- Está triste? - Ele me
perguntou enquanto estendia o braço ao me entregar a caneca fumegante de café.
-Nostálgica - Respondi, sorrindo em agradecimento. - Mas
feliz. - completei ao levar a caneca à boca.
Ele se sentou no braço da
poltrona e me abraçou de lado até que estivesse deitada em seu peito, coberta
pelo seu braço ao meu redor. Respirei fundo tua fragrância de Fougére
Fresco, fechei os olhos e me encolhi ainda mais no sofá, como se ele
pudesse me engolir em seu abraço de consolo. Teus olhos castanhos confiáveis me
olhavam enquanto teus lábios afagavam meu cabelo em um beijo delicado. Ficamos em silêncio enquanto ele brincava com
meus dedos e acariciava o dorso da minha mão ao retirar a caneca vazia.
- Não precisa se
preocupar. No final eu sempre fico bem, não é? - sorri de lado, sem ter a coragem de me
movimentar. O momento que pairava ali, o tempo que compartilhávamos deveria ser
congelado, gravado, fotografado, antes que o fim o consumisse.
- Você sempre fica bem,
eu sei.
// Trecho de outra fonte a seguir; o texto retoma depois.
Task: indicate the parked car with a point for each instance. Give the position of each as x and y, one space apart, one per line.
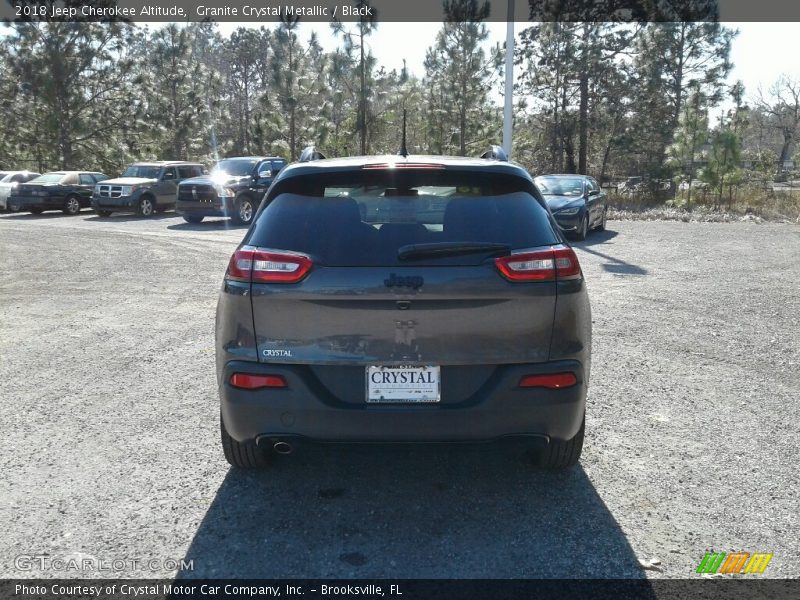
67 191
576 201
143 188
10 180
337 321
233 189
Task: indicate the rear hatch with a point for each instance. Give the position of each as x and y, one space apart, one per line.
401 267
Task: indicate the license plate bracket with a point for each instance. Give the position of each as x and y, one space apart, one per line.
403 384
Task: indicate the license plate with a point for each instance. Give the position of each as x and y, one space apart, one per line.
403 384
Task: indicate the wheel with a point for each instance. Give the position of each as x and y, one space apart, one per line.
245 209
562 455
72 205
145 208
583 230
602 225
241 455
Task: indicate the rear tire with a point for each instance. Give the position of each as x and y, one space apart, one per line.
245 210
242 455
558 455
145 207
72 206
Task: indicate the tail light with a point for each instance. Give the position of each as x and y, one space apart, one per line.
247 381
268 266
557 262
553 381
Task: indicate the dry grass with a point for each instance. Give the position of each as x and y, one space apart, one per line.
746 203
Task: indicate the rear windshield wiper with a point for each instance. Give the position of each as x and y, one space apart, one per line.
412 251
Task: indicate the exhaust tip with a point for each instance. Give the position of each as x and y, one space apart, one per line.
282 447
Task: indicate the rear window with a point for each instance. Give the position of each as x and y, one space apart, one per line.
365 219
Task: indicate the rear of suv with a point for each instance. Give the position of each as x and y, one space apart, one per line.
143 188
234 188
403 299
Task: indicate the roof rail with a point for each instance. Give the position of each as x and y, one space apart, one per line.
310 153
495 153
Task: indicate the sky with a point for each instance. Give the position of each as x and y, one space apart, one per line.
760 53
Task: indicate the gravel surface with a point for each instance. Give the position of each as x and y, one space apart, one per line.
111 447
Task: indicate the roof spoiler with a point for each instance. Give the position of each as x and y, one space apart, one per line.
310 153
495 153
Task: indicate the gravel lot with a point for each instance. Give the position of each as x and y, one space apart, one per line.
111 449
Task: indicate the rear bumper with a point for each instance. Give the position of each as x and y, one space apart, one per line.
222 207
500 408
115 204
569 222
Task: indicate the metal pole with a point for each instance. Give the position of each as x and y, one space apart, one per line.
508 111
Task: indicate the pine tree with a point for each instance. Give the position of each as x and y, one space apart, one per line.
458 75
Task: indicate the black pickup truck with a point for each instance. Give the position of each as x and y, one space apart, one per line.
234 189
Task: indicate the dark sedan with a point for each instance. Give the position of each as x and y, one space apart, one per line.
576 201
67 191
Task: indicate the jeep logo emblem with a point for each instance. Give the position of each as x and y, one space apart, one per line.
414 282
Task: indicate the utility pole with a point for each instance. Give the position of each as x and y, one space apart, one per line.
508 115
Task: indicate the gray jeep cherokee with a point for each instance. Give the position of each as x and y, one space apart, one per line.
403 299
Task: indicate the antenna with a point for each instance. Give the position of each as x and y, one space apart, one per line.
403 150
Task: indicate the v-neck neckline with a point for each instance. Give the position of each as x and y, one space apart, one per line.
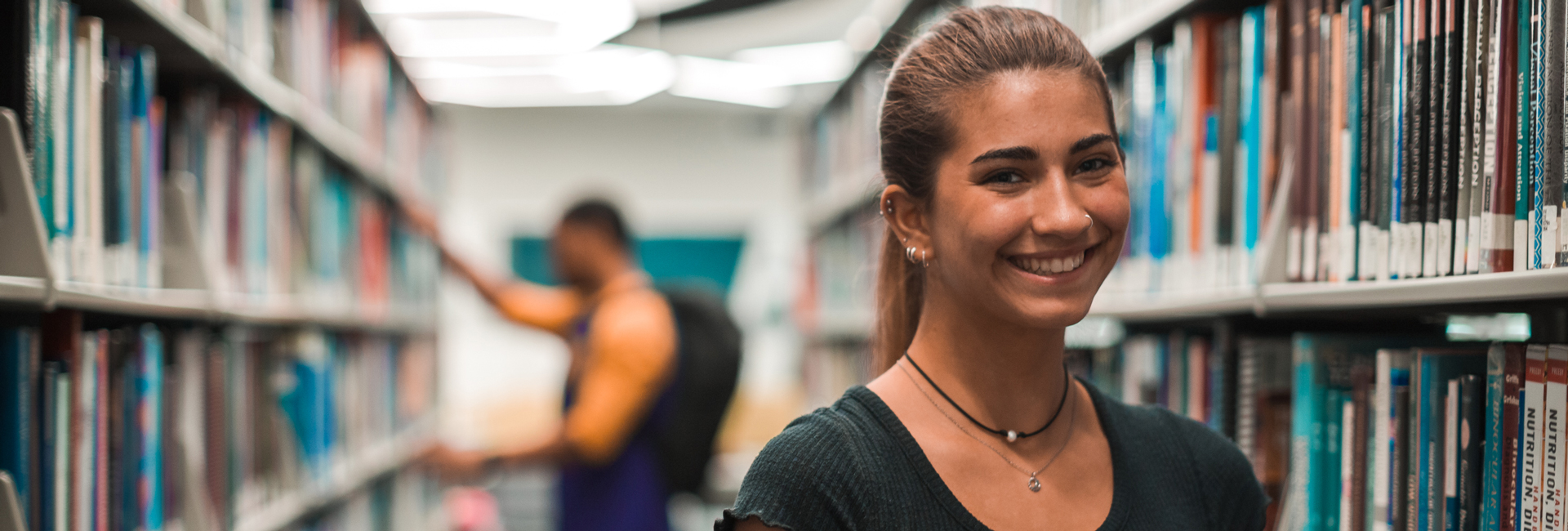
944 495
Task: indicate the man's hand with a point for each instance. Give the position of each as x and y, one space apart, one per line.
457 464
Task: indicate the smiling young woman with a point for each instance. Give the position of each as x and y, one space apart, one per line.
1007 207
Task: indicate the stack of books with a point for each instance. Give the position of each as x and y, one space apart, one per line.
1396 138
154 426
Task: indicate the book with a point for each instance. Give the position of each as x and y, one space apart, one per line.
1498 472
1532 408
1552 426
1432 368
1448 472
20 365
1392 373
1470 452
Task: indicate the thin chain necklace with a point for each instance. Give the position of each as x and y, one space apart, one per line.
1034 480
1010 435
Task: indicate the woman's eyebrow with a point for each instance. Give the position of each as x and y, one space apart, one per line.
1090 141
1017 152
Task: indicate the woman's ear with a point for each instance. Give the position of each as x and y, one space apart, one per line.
905 216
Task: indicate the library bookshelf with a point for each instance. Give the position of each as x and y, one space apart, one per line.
198 208
1338 285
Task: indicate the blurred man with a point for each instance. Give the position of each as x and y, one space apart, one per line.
623 355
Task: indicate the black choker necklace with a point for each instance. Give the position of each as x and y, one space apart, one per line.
1009 435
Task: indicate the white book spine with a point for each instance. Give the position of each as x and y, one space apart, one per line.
1346 461
1450 444
1382 413
1460 246
1530 417
1443 259
1366 251
1556 408
1521 230
1549 237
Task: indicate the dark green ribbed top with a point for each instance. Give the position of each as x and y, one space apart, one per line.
855 467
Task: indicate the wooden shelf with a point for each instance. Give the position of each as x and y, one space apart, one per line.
1169 306
203 306
1542 284
375 462
1332 297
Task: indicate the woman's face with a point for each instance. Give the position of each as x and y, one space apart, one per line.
1005 223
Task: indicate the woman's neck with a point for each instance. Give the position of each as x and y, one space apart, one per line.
1004 375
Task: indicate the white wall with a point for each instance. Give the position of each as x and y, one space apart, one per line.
675 171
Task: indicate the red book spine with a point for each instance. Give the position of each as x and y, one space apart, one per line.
1501 254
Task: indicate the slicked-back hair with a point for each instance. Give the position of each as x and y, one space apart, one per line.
959 54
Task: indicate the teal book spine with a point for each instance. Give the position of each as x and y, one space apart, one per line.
1491 469
1537 174
1305 430
1521 207
1353 100
1254 41
149 428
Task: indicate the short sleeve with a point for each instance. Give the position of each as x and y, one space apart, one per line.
1232 493
800 480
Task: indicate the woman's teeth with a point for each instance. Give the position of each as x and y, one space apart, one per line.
1049 266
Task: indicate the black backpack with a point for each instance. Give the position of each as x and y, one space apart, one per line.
707 365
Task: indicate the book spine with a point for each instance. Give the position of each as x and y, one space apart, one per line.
1452 97
1435 176
1552 435
1551 141
1525 132
1498 256
1491 462
1481 145
1418 135
149 422
1512 384
1530 418
1470 452
1463 124
1448 475
1348 462
1402 517
1363 138
1305 426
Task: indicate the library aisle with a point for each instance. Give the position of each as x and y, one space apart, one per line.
276 266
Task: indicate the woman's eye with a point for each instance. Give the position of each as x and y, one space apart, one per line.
1004 177
1094 165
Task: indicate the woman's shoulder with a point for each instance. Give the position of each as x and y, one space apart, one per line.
817 471
831 439
1214 466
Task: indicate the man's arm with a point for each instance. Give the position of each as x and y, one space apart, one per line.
526 303
632 358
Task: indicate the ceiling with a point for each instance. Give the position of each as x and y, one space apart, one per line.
678 38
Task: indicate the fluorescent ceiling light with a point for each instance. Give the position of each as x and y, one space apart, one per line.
606 75
733 82
460 29
804 63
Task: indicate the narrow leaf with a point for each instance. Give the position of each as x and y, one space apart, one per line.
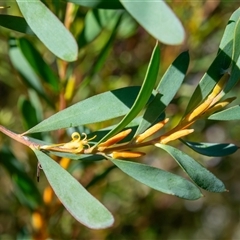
157 19
49 29
40 67
98 108
200 175
212 149
15 23
143 96
106 4
219 66
21 64
167 89
159 180
235 73
76 199
25 189
229 114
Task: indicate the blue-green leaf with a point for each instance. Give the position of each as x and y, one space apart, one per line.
76 199
157 19
159 180
38 64
25 189
143 96
25 69
212 149
200 175
15 23
167 89
219 66
235 73
113 4
98 108
49 29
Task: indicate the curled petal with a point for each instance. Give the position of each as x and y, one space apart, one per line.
149 132
175 135
115 139
126 154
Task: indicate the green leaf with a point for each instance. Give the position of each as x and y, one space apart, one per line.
167 89
40 67
219 66
157 19
229 114
159 180
25 189
49 29
95 21
15 23
200 175
212 149
143 96
235 72
99 62
98 108
76 199
113 4
21 64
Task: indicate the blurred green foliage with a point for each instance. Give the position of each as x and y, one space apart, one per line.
114 52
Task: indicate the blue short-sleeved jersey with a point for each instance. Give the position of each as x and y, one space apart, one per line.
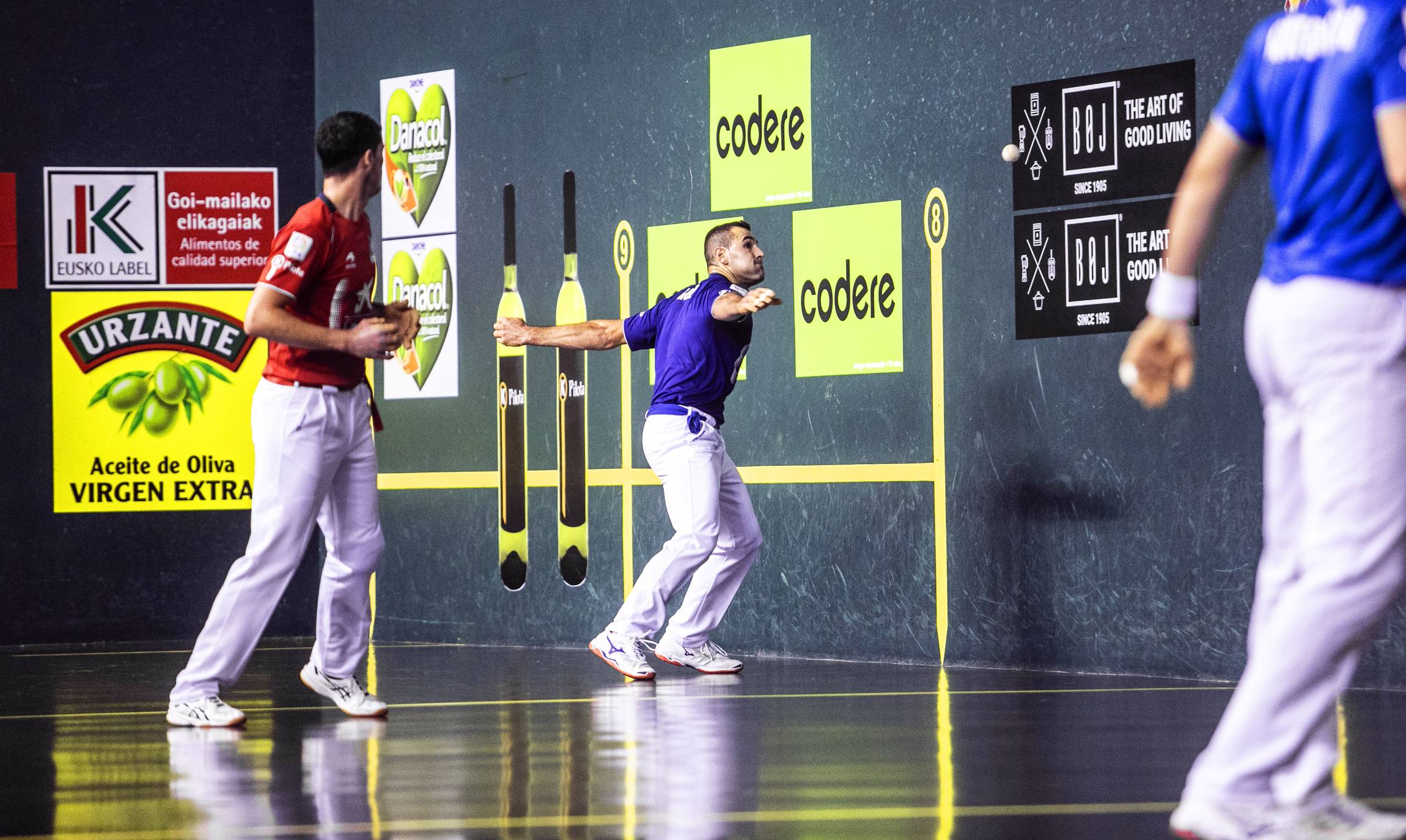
696 358
1306 87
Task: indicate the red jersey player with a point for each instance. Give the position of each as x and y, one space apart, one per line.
314 454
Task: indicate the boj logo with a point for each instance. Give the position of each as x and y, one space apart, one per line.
848 289
760 124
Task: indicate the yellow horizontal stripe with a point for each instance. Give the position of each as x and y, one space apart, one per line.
654 698
615 476
800 815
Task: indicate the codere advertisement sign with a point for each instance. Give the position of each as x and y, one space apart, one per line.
760 124
151 402
847 295
418 120
675 260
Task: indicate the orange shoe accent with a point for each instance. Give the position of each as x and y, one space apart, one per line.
616 668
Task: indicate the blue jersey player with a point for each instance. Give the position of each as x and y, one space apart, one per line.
1320 87
699 337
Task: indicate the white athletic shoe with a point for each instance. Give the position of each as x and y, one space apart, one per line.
204 712
710 659
346 693
1347 819
624 654
1226 820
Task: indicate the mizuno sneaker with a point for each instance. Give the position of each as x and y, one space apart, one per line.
710 659
204 712
1225 820
346 693
624 654
1346 819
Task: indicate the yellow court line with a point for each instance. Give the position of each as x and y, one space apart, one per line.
638 476
671 698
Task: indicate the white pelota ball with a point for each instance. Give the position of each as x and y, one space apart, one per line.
1128 375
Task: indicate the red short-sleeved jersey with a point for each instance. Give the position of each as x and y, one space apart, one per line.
324 262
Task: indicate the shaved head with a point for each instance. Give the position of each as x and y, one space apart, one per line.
720 237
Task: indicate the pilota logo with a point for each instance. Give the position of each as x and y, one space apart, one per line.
760 124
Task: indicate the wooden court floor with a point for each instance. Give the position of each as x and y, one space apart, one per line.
488 742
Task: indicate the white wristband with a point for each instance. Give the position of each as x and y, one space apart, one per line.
1173 296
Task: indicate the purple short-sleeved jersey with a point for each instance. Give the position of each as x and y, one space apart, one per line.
1306 87
696 358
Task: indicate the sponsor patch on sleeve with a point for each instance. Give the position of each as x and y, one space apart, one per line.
279 263
298 246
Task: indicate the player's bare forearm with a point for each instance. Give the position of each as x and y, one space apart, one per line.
732 307
1218 161
588 335
268 319
1391 136
405 319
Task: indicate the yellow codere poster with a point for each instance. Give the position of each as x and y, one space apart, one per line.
151 402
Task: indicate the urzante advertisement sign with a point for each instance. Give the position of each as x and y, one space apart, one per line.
151 400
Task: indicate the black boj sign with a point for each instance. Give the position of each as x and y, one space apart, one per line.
1105 137
1088 271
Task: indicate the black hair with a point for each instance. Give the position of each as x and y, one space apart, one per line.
344 138
720 237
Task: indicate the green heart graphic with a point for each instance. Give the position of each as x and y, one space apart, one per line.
432 293
416 148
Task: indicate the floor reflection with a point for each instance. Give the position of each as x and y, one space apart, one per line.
540 743
235 784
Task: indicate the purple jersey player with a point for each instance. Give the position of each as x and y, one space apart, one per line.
701 337
1323 90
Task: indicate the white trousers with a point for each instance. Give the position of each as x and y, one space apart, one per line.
314 462
1329 358
715 539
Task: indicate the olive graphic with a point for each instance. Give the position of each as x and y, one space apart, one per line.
127 393
169 386
158 417
202 379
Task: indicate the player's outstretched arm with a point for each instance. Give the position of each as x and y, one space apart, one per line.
589 335
268 317
730 307
1160 356
1391 134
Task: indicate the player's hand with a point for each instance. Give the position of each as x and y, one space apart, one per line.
372 338
1158 359
512 333
760 299
407 320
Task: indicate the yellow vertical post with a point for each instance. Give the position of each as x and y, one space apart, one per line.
947 776
935 231
624 262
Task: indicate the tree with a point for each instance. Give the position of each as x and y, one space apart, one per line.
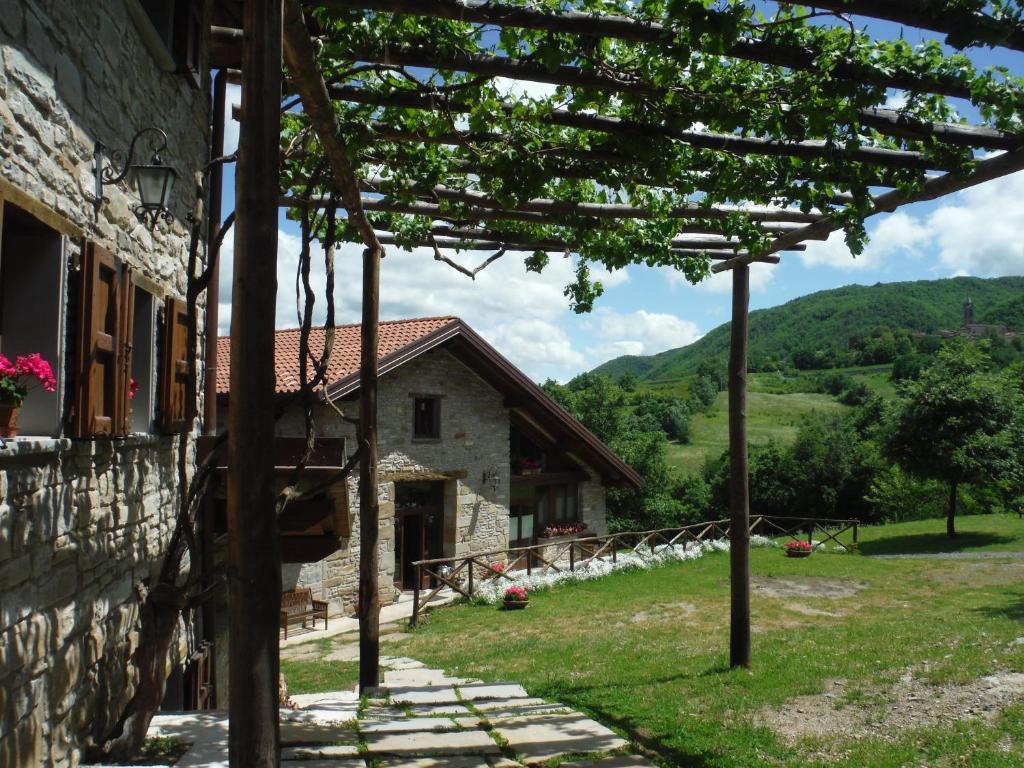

Mas deixa eu te mimar e te sentir desprotegida assim, sabe que sinto
falta dos momentos em que você me precisa. -
Ele sempre quis ser meu
protetor e nunca me pediu nada, além disso. Me amava sem esperar algo, só se
esquecia que raramente eu deixava transparecer meu medo e descuido com a vida.
Aprendeu sobre meu orgulho e recolheu meus brados com seu silêncio
ensurdecedor. Pairava no ar a tensão das brigas que nunca aconteciam e dos
carinhos nunca trocados. Então ele se apegava aos meus momentos ternos e me
abraçava gravata e desatava todos os meus nós até que eu aprendesse a chorar.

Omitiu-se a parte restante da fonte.